Greater Wellington Regional Council said it sold Pringle House in 2015 and had no further involvement with the building.

Rough sleepers there 'all the time'

Locals said the building had been a magnet for rough sleepers for months.

"They slept very often just on the walkway, under the small shelter here, against the wall of the building," Anna Proc, who worked next door, said.

But in recent months, she had noticed fewer people outside.

Gabriel Heimler said his landlord's garage, which shared an alleyway with Pringle House, had been broken into and lived in about two months ago.

"Since they have closed this building, they are all the time here, I think since Covid."

Dunn said since Prime Property had taken back control of the building from the insurer in February, they had gone to great lengths to secure the building, and rough sleepers had been going to great lengths to break in.

Feasibility studies were under way to decide what to do with the quake-prone building, he said.
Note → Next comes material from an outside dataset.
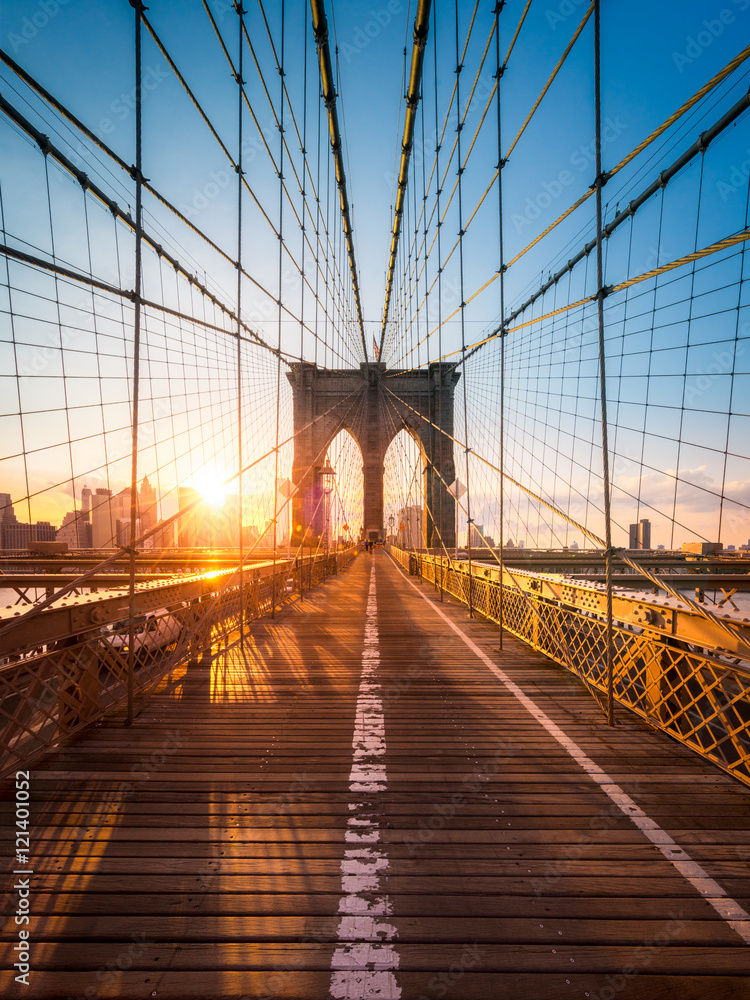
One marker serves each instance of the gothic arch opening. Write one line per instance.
(347, 497)
(403, 490)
Prime Property wanted Wellington City Council to help owners stop trespassers by cutting down "red tape", but council chief planning officer Liam Hodgetts said securing buildings and preventing unauthorised access were the owner's responsibility.

"We are not aware of any 'red tape' stopping the owner from getting on and fixing this building and it is for the owner to decide the future of the building, not the city council," he said.

"We had a pre-application (resource consent) meeting with the owner in mid-April to discuss options, and we will continue to provide support if it chooses to proceed with the earthquake repairs and strengthening."